IAN NORTH (Milk n Cookies, Neo, solo)

Aged 18 Ian was in a group called Milk n Cookies in Long Island, New York who by 1974 had been picked up by ex- Johns Children bass player and now Sparks manager John Hewlett, for management. Ian wrote all the songs for their only album, eponymously titled, recorded in London and originally shelved after just one single released from it, but when Punk happened in the UK in ’76 was rush released by Island Records to capitalise. The band better fitted the New York scene where after the London debacle they had been playing on the circuit with Blondie, The Ramones, Talking Heads, Television, The Marbles, The Fast. Milk n Cookies also featured bass player Sal Maida fresh from a stint in Roxy Music and soon to tour with Sparks. The proto punk glam of Milk n Cookies continues to chime with fans of the era and has been reissued twice, with the follow up single ‘Tinkertoy Tomorrow’ also written by Ian recently used in an episode of the Netflix TV series Firefly Lane to represent that period.

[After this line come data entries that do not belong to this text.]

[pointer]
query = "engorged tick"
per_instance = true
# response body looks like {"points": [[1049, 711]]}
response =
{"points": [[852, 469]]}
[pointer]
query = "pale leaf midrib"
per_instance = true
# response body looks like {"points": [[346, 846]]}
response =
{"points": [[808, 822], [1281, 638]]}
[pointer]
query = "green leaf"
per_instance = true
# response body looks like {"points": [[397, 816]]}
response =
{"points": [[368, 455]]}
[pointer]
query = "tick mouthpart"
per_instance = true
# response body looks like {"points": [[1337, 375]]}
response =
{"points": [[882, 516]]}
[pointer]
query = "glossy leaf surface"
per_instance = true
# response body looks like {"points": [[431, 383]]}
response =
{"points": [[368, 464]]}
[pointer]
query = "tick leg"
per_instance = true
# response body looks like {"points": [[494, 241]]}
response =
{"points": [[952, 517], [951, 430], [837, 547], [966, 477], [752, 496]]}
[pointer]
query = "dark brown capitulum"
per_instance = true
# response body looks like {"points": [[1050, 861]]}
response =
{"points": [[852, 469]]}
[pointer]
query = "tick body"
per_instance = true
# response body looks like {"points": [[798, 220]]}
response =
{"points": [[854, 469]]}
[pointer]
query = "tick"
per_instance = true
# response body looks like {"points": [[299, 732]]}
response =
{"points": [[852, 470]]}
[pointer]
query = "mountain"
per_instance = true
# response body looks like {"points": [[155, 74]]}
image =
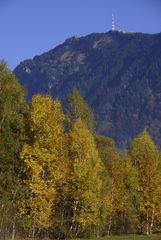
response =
{"points": [[118, 73]]}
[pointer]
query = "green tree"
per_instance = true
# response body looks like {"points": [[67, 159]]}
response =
{"points": [[146, 158], [13, 110], [77, 108], [44, 161]]}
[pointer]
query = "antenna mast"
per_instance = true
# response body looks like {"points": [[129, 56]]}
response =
{"points": [[113, 23]]}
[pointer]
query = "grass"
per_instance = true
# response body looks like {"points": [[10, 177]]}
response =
{"points": [[131, 237]]}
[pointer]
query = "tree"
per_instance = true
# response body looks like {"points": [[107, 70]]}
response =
{"points": [[85, 179], [146, 158], [44, 161], [13, 109], [77, 108], [120, 183]]}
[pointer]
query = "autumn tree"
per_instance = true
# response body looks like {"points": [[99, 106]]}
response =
{"points": [[44, 161], [146, 158], [85, 179], [120, 190], [12, 135], [77, 108]]}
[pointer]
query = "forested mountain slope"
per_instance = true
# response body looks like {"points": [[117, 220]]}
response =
{"points": [[118, 73]]}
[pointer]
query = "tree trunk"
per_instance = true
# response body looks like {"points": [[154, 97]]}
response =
{"points": [[109, 225], [13, 229], [147, 225], [151, 224]]}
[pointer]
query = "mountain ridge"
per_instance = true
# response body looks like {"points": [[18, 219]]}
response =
{"points": [[118, 73]]}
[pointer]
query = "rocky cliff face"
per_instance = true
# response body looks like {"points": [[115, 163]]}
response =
{"points": [[119, 74]]}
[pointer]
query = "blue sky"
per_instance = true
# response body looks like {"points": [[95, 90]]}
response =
{"points": [[31, 27]]}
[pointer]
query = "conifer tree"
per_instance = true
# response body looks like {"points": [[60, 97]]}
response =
{"points": [[77, 108]]}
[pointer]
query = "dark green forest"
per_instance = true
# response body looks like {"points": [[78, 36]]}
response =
{"points": [[117, 73], [60, 179]]}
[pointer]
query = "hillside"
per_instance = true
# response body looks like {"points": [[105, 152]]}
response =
{"points": [[119, 74]]}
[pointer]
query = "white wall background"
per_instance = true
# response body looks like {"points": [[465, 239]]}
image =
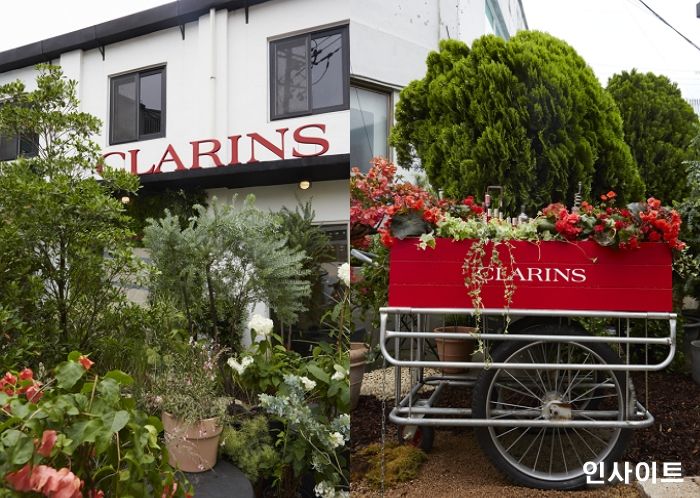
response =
{"points": [[217, 85]]}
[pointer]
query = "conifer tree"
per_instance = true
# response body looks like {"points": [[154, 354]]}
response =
{"points": [[659, 128], [527, 113]]}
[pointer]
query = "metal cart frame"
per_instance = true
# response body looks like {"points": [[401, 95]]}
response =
{"points": [[417, 409]]}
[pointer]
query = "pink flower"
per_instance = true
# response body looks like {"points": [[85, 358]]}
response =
{"points": [[26, 374], [48, 440], [47, 481], [34, 393]]}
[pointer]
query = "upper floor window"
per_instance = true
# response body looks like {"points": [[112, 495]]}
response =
{"points": [[12, 147], [309, 73], [370, 116], [137, 106]]}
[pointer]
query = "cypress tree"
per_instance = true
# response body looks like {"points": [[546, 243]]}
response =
{"points": [[659, 127], [527, 113]]}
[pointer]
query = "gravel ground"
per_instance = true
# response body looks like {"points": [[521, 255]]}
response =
{"points": [[456, 466]]}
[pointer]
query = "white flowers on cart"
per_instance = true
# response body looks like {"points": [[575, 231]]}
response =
{"points": [[262, 327], [336, 439], [340, 372], [308, 383], [344, 273]]}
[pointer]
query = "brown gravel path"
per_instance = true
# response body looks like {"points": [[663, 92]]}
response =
{"points": [[457, 468]]}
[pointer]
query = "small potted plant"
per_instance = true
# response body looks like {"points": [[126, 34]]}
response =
{"points": [[189, 393]]}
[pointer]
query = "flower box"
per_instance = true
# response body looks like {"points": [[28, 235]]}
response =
{"points": [[547, 275]]}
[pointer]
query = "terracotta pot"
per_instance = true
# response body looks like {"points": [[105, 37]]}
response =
{"points": [[454, 349], [358, 356], [192, 447]]}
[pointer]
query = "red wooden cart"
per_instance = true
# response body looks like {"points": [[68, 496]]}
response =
{"points": [[550, 398]]}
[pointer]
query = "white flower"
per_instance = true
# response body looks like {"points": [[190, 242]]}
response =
{"points": [[240, 367], [308, 383], [344, 273], [339, 374], [336, 439], [262, 326], [427, 240]]}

Post the Milk ‘n’ Cookies period Ian relocated to London and immersed in the New Wave scene, fronting his own band NEO. When a prospective deal with Island failed to follow through Ian re-recorded his songs with musicians hired for the session and released an album called ‘Neo’ in 1979, as a solo artist. As the UK witnessed the arrival of synth-pop with Gary Numan, The Human League and Ultravox late in 1979 so Ian wrote and recorded the album ‘My Girlfriends Dead’ using largely Korg technology. He was even slightly ahead as when he completed the album and touted it around the UK record companies he was told “you can’t make albums with a drum machine”. John Foxx then came out with ‘Metamatic’ and the same people said “oh it’s just a fad”. Ian’s album was only released in the US. Thus inadvertently becoming the first synth-pop album released in the US.

Ian built a recording studio in Manhattan called INS Recording which successfully caught the next musical movement in New York as recorded there were the first Public Enemy album, the first Wu-Tan Clan single and the first three Keith Sweat albums.

In Transistor Music we have all of Ian’s song catalogue.